ProtT5nv#

Model Overview#

ProtT5nv is a model that has been trained on protein sequences. Its encoder output can be used for predictive models, while sequence translation tasks can utilize the entire encoder-decoder architecture.

Intended Use#

For each protein sequence, the model can produce an embedding from the encoder that is suitable for representation learning. For sequence translation tasks, both the encoder and decoder are utilized.

Model Architecture#

ProtT5nv was developed using the BioNeMo framework starting from a model pre-trained on NLP data. The model uses an architecture called T5 and is based on the original ProtT5 model [Elnaggar et al., 2020, Raffel et al., 2019]. The model has 12 layers, 12 attention heads, a hidden space dimension of 768, and contains 192M parameters. The maximum sequence length supported by ProtT5 is 512 tokens. Pre-norm layer normalization and GELU activation are used throughout.

Limitations#

ProtT5nv has a maximum sequence length of 512 for both the encoder and the decoder. Proteins whose amino acid sequence is longer than this are truncated at 512 amino acids.

Training#

Dataset and Processing#

UniRef50 (release 05/2022) was used for training [UniProt Consortium, 2021]. The reference sequence for each cluster was selected, with sequences longer than the maximum sequence length of 512 removed, resulting in approximately 46M protein sequences. The sequences were randomly split with 4.35K sequences in validation, 875K sequences in test, and the remaining in train. Data masking was performed as described previously [Raffel et al., 2019].

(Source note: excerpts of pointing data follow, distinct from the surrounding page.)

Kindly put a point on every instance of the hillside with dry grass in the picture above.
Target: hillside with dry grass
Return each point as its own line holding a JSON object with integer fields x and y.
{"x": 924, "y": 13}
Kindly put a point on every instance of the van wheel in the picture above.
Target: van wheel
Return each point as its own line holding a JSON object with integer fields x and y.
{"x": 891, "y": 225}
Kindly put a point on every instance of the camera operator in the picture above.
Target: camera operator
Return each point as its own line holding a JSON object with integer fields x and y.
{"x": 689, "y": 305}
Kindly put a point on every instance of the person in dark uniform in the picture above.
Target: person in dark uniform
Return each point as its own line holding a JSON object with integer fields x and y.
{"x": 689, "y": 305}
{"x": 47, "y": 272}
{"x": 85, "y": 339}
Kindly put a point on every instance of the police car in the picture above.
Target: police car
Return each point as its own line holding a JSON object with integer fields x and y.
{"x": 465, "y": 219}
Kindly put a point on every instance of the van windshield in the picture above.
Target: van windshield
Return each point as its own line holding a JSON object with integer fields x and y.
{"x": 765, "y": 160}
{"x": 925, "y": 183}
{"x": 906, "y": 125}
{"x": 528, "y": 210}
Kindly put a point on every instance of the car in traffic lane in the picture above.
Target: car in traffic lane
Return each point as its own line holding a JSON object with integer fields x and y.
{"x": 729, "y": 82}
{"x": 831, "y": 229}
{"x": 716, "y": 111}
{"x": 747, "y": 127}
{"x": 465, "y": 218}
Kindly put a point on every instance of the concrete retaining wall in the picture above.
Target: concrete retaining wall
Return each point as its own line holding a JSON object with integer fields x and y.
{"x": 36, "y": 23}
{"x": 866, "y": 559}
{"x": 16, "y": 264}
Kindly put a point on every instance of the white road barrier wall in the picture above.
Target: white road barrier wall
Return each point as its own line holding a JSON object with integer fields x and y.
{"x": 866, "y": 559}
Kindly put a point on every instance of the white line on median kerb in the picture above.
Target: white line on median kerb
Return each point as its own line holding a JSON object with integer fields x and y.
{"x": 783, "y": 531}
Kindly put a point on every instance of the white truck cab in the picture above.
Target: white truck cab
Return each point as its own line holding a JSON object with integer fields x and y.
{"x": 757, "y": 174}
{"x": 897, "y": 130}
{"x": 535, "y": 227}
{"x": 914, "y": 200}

Infrastructure and Configuration#

Using the T5 model trained on NLP data, the model was then further pre-trained with protein sequences using data parallelism on 224 V100 GPUs for 58 epochs (approximately 970189 iterations) using a micro batch size of 12 molecules per GPU. The total training time was approximately 120 wall-clock hours. Inverse square root annealing was used, with a minimum learning rate of 0.0 and ~10000 warmup steps. Fused Adam optimization was used with parameters β1=0.9 β2=0.999 and weight decay=0.01. Categorical cross-entropy loss was used to train the model. Dropout was set to 0.1 during training.

Suggested Reading#

Learn more about ProtT5 here.

License#

ProtT5nv is provided under the Apache License.